Schritt für Schritt für Schritt

Es passieren viele bewegende Ereignisse in diesen Tagen. Am Samstag das schreckliche, rassistisch motivierte Attentat auf Henriette Reker, am Sonntag ein tödliche Gewalttat in Wutha-Farnroda, am Montag wurde wieder eine geplante Flüchtlingsunterkunft durch Vandalismus zerstört – angesichts all dieser Vorfälle habe ich viel Verständnis für alle Menschen, die jetzt Fragen haben und sich zum Teil auch Sorgen machen. Das, was wir momentan erleben, ist eine Herausforderung, wie sie wohl seit 25 Jahren nicht erlebt hat. An allen Orten wird über die Aufnahme und die Integration von Flüchtlingen diskutiert und mein Eindruck ist, dass es viele differenzierte Einschätzungen gibt.
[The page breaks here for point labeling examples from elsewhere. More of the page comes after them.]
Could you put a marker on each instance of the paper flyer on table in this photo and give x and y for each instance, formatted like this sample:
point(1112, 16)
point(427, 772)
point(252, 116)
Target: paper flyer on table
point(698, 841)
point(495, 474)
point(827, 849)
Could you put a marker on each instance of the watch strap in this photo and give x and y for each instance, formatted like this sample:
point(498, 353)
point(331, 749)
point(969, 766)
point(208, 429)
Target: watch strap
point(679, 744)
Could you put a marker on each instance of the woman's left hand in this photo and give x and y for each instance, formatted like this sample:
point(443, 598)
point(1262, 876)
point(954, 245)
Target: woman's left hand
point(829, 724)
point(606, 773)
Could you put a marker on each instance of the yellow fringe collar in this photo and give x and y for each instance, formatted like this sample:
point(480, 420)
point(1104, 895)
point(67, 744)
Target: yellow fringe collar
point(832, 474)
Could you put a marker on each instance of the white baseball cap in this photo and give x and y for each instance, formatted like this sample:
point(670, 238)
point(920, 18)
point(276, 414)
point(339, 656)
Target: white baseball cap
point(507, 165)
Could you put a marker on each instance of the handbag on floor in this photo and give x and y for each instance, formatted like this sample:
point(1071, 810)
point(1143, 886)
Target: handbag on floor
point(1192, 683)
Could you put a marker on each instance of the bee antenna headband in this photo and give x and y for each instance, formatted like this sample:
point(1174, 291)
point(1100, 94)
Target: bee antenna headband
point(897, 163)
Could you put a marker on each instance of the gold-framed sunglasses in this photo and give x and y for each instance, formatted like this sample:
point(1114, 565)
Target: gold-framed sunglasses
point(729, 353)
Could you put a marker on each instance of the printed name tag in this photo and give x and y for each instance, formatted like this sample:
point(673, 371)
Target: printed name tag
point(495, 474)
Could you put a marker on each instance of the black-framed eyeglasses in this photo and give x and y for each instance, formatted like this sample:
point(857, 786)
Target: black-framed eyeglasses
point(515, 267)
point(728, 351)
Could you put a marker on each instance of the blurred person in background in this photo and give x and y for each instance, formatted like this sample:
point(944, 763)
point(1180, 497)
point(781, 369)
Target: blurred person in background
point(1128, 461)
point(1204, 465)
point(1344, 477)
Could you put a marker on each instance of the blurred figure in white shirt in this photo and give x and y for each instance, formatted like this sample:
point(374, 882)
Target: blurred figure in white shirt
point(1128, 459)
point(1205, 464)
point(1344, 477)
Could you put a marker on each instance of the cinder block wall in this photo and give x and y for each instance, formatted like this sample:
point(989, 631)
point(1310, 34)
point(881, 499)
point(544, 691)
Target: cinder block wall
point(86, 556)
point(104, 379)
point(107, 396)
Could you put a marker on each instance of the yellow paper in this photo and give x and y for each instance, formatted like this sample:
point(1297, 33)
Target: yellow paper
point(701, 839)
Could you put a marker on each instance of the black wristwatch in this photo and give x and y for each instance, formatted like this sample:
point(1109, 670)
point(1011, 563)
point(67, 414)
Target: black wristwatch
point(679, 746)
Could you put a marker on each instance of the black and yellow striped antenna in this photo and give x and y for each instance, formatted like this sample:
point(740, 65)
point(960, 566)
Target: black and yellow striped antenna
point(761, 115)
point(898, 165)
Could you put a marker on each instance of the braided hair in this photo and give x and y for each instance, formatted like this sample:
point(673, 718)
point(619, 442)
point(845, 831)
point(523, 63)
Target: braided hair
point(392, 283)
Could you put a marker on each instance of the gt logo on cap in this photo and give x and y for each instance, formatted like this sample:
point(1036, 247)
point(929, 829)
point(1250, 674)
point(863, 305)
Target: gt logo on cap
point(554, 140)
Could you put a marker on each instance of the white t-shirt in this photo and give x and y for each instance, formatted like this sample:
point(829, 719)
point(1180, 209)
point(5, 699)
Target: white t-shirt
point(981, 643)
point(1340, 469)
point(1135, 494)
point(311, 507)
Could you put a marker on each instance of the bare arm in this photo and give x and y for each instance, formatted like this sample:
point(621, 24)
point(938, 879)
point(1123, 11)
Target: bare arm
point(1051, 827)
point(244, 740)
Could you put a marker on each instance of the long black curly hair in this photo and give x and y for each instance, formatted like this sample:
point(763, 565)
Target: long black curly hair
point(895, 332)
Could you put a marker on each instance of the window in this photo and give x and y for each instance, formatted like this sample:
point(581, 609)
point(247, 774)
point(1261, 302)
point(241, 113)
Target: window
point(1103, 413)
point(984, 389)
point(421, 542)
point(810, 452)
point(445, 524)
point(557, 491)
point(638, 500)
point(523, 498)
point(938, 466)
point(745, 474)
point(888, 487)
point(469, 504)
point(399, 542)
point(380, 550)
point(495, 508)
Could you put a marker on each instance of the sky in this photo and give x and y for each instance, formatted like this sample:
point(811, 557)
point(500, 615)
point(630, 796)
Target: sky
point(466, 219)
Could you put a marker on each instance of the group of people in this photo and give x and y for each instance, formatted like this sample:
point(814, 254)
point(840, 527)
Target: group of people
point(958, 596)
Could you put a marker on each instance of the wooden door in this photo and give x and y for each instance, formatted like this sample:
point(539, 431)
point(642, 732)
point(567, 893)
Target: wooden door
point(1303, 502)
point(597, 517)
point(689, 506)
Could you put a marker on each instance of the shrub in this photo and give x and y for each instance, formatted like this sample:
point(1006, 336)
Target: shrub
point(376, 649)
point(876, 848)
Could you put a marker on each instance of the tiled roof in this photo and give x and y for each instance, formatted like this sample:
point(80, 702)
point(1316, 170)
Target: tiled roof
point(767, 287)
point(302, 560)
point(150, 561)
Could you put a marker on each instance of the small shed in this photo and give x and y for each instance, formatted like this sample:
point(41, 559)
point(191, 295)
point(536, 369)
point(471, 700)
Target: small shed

Am Samstag war ich beim Festakt zum 70-jährigen Bestehen der Volkssolidarität und auch dort gab es vor allem ein Thema, das ich mal positiv umschreiben will: Unsere Gesellschaft wächst. Nach jahrzehntelangem Bevölkerungsrückgang ist das eine Entwicklung, die für uns alle sehr ungewohnt ist. Ich finde, wir müssen uns mit der Herausforderung Schritt für Schritt und am besten immer im Konkreten auseinandersetzen. Wie gestalten wir Integration vor Ort? Wie werden Flüchtlinge in den Arbeitsmarkt aufgenommen? Wie schaffen wir es in den Schulen, den Neuankömmlingen so schnell wie möglich die deutsche Sprache beizubringen? Wie vermitteln wir die Werte unseres Grundgesetzes? Und natürlich: Wie viele Menschen kommen wirklich und wo werden die alle wohnen?

Wir – und damit meine ich nicht nur die Landesregierung, sondern eine Vielzahl öffentlicher Akteure – arbeiten intensiv an der Beantwortung dieser Fragen. Und wir versuchen alle Antworten so transparent wie möglich zu machen. Dass in allen Punkten noch ein weiter Weg vor uns liegt, ist sicher nicht zu übersehen. Aber wir gehen diesen Weg. Denn nur so können wir auch auf Fragen und Sorgen aus der Bevölkerung reagieren, indem wir die Dinge angehen – weder mit Zweckoptimismus und erst recht nicht mit Pessimismus, sondern ganz praktisch.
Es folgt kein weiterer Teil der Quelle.